Predicted probabilities for the entire population with nested case-control studies

Following the last comments on a previous datamethods thread, I had doubts about how the prediction of the post-test probability of a binary logistic regression model would be calculated on the basis of a nested case-control design, so that the estimated probabilities would be similar to those of a model with the full cohort. In order for the question to be better understood, at the cost of lengthening, I propose an imaginary experiment.
Two residents try to predict deaths in critically ill patients admitted for infection. There are no censored data, deaths occur in 2-3 days, so the effect can be measured with logistic regression.
James reviews 1200 infections that were admitted in the last 10 years, and finds 120 deaths (10%), and develops a model with 6 predictors.
A different doctor, Henry, does not have time to review 1200 medical records, and after thinking about it for a while comes to the conclusion that it might not be necessary to compare 120 deaths against 1020 no deaths. To solve his time problem, he designs a case-control study nested on the complete cohort. That is, the cases are the 120 patients who die, but as controls randomly selects a group of patients who do not die, being the ratio 1:4. Enrique develops a model of binary logistic regression similar to that of James.
When Henry and James compare the predictions of their respective equations, the result differs. Although they both know that the death rate is 10%, in Henry’s series it represents 25% by sampling, so the intercepts differ.
What is the best solution for analyzing Henry’s data?

1 Like

If you are asking what I think you are asking, then the solution in logistic regression is to shift the intercept of the logistic regression model by the log of the ratio of sampling fractions: b=log(pr(S=1|case)/pr(S=1|control)). If LP is the linear predictor based on the (nested) case-control study, the risk is given by logit^{-1}(b+LP). This is a very cool property of the odds ratio. It is an important step towards understanding why we can use logistic regression for case control studies without explicitly acknowledging the very biased study design. This is written about in many papers including Anderson 1972, Prentice and Pyke 1979, and many others…

2 Likes

Thank you!!!
Indeed, that’s what I was asking. So I’m going to check if I’ve understood it with an experiment. In the hypothetical nested control case study, the probability of events is 0.255. I know (prior data) that in the general population, it is actually 0.134. Then, I calculate log(0,134/0,255), and the result is added to the intercept of the logistic equation obtained with the nested case-controls to modify the baseline log odds. For example, if the intercept of the nested control cases is equal to -1.3180, to calculate the proportion in the entire population I would have to apply as intercept of the logistic formula -1.3180 + log(0.134/0.255), leaving the rest of the terms of the linear predictor the same. That?

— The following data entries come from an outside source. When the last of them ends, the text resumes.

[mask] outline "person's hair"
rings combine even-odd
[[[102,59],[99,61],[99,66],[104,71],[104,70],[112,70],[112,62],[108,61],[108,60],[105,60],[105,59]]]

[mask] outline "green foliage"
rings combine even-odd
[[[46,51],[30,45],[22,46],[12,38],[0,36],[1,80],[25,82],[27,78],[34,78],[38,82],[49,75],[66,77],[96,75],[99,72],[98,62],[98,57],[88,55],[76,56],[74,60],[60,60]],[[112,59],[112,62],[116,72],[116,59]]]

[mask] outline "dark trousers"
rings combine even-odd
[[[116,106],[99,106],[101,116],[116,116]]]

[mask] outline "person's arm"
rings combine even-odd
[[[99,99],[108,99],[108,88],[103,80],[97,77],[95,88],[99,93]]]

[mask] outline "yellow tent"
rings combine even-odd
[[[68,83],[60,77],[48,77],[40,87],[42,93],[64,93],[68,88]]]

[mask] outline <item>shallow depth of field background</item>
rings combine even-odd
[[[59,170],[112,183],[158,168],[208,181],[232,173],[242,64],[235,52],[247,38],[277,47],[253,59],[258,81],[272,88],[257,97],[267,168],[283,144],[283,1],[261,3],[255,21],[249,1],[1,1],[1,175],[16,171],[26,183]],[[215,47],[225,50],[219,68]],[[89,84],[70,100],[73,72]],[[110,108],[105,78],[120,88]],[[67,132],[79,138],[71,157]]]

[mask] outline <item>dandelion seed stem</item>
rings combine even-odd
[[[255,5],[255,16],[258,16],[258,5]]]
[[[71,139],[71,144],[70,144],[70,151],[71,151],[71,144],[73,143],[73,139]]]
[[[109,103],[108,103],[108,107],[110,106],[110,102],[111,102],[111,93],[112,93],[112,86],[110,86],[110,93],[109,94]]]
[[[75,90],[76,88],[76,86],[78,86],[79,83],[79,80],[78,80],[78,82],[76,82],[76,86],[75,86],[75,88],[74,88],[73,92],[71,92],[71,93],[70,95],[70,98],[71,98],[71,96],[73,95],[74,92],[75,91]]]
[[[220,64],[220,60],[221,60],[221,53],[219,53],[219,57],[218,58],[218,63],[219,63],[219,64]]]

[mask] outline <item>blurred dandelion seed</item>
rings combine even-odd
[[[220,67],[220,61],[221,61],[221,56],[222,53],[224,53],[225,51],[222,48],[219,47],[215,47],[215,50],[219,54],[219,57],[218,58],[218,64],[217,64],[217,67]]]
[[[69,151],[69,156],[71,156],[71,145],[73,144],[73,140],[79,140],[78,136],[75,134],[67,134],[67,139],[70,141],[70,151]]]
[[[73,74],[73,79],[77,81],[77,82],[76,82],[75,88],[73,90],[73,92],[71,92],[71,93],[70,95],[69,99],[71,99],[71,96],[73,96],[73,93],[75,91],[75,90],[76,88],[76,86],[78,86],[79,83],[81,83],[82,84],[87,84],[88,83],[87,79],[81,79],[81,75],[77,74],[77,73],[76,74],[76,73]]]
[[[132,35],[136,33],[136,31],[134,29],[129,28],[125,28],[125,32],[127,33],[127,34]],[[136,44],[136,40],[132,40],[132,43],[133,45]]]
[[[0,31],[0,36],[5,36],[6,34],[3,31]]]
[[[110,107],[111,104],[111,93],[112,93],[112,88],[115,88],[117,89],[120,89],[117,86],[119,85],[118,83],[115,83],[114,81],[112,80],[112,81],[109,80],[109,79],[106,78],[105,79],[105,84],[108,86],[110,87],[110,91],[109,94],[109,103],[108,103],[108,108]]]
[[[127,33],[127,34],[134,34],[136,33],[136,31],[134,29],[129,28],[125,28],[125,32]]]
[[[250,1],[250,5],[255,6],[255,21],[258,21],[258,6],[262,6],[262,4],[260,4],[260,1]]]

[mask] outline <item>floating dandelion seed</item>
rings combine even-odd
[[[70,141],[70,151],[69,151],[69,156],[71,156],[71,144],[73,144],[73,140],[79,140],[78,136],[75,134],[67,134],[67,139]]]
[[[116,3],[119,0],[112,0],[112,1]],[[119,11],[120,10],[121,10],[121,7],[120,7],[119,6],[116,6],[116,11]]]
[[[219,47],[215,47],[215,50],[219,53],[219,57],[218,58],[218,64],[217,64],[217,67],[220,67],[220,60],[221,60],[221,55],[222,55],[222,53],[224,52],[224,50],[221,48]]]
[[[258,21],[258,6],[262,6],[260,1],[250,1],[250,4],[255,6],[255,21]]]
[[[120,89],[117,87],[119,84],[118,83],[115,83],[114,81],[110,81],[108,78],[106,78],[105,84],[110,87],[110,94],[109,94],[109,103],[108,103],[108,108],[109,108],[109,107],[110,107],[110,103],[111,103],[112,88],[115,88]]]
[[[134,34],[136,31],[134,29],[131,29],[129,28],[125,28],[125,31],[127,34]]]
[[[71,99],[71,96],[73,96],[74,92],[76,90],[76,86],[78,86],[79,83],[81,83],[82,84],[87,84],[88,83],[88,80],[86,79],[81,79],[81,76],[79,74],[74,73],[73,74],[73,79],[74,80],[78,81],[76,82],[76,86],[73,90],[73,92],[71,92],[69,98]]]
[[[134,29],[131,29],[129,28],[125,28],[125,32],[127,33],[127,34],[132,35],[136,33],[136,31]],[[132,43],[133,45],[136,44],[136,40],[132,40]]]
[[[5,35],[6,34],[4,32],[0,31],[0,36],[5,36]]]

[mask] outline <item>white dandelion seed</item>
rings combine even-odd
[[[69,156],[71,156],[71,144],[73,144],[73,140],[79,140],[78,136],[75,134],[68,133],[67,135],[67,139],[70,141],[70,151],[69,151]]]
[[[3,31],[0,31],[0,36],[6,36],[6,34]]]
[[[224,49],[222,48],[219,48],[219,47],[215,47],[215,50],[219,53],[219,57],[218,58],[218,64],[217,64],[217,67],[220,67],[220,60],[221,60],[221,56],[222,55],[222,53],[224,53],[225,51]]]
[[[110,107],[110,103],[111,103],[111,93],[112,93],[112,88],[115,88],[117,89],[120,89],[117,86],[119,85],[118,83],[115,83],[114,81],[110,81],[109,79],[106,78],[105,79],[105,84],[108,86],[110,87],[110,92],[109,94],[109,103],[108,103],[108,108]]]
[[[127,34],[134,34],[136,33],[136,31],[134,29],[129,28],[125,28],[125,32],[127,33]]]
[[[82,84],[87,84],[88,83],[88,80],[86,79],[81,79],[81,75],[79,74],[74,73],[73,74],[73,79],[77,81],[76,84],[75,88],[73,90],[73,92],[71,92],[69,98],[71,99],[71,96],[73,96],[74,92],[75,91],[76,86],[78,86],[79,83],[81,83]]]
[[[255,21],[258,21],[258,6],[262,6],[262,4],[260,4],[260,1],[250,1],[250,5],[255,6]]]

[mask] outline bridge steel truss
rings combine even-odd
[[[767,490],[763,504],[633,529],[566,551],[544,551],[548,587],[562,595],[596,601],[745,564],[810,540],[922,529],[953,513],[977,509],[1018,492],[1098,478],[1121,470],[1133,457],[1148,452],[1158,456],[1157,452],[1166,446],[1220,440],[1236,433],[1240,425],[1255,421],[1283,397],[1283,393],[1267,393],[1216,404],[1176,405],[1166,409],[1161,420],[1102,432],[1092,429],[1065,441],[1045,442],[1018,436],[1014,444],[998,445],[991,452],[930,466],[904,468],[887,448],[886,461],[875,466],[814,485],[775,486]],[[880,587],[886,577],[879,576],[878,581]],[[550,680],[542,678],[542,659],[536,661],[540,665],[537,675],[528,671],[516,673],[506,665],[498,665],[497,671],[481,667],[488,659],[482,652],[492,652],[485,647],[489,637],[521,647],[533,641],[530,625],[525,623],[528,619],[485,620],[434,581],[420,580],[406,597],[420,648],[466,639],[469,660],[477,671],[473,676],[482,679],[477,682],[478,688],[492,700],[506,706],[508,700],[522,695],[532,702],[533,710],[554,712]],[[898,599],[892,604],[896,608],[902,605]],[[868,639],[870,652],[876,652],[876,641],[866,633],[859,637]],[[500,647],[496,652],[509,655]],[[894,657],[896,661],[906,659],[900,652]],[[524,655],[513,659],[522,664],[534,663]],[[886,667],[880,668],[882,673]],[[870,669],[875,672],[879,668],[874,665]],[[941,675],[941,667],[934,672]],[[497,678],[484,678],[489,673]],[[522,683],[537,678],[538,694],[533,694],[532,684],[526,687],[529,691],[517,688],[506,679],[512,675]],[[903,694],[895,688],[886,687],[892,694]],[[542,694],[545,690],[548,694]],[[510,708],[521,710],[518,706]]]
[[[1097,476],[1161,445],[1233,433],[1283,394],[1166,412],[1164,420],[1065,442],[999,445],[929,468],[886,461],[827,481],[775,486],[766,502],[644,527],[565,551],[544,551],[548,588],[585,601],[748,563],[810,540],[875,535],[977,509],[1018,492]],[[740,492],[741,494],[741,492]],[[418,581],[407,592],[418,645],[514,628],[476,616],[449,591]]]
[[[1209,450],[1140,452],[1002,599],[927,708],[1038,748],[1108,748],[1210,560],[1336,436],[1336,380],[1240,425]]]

Nope. You need to use the log of the ratio of sampling probabilities (cases divided by controls) and not log of the ratio of event rates. In your example:

pr(S=1|case) = 120/120 = 1 since all cases are sampled
pr(S=1|control)= 480/1020 =0.47 since 480 of 1020 controls are sampled.

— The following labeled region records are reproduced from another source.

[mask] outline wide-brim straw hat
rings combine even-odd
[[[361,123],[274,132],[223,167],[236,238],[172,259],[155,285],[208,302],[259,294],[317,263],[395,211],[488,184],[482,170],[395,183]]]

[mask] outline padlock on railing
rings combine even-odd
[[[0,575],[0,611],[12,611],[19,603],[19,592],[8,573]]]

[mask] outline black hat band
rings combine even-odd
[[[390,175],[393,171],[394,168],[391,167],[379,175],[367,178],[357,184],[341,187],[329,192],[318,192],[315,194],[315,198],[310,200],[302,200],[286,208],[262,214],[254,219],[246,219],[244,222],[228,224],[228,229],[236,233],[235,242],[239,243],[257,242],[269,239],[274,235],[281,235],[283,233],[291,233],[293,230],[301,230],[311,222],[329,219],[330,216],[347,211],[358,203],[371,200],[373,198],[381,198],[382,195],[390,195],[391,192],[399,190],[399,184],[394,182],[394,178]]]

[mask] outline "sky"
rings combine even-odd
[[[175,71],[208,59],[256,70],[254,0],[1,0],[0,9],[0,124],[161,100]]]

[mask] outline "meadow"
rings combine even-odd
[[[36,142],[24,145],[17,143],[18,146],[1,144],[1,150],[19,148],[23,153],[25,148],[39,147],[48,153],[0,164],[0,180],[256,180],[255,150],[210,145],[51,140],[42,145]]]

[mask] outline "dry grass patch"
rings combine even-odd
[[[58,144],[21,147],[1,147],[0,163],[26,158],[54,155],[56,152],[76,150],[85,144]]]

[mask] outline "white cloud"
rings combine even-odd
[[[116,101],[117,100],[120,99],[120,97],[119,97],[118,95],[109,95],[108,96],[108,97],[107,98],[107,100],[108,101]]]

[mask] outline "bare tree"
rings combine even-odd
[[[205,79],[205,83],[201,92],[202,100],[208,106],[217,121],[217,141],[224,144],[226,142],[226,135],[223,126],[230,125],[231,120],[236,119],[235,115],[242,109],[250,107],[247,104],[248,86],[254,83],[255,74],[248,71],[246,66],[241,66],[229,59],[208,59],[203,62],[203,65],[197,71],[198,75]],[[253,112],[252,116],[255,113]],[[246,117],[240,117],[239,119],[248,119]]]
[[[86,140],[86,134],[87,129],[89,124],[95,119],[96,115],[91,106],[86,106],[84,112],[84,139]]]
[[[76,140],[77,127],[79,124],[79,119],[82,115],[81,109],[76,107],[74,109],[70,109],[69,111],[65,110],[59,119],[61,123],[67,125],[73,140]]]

So, the offset (or intercept shift) is log(1/0.47) and this is the quantity you add to -1.3180.

Does this make sense?
js

Well… I’m not sure. Your interpretation of the question is perfect.
But in the complete cohort I am giving as an example, the linear predictor is -2,1340+ 1,0930 *x. So applying the logistic equation, the probability of dying with x=1 is 0,261, while patients with X= 0, have a probability of 0,1058. These are the probabilities that I approximately would like to obtain with the nested case-control study. Therefore, to try this I took a sample of the entire cohort as explained above and simulated the nested control-case desing, obtaining the equation is -1.3180 +0.900 x. So the intercept should decrease to approximate the predicted probability in the entire population. Do you mean that I should use -1.3180 - log(1/0,47) as intercept?? Is that the solution?

Yes! That is correct.

Thank you very much for spending part of your time teaching me a basic statistical question I didn’t know. I thought it was very nice. Now comes the hard part. So according to the calculation, the probability of death in the general population, estimated with the data from the nested case-control study, would be 25.7% with X=1, and 11.1% with X=0. This coincides quite well with the real percentages which are 26.1% with X=1 and 10.6% with X=0. The question now would be how to calculate the 95% confidence intervals for that prediction, bearing in mind that the standard errors are 0.209 for X, 0.114 for the intercept (both from the nested study), but I don’t know what should be considered for the standard error of the new intercept.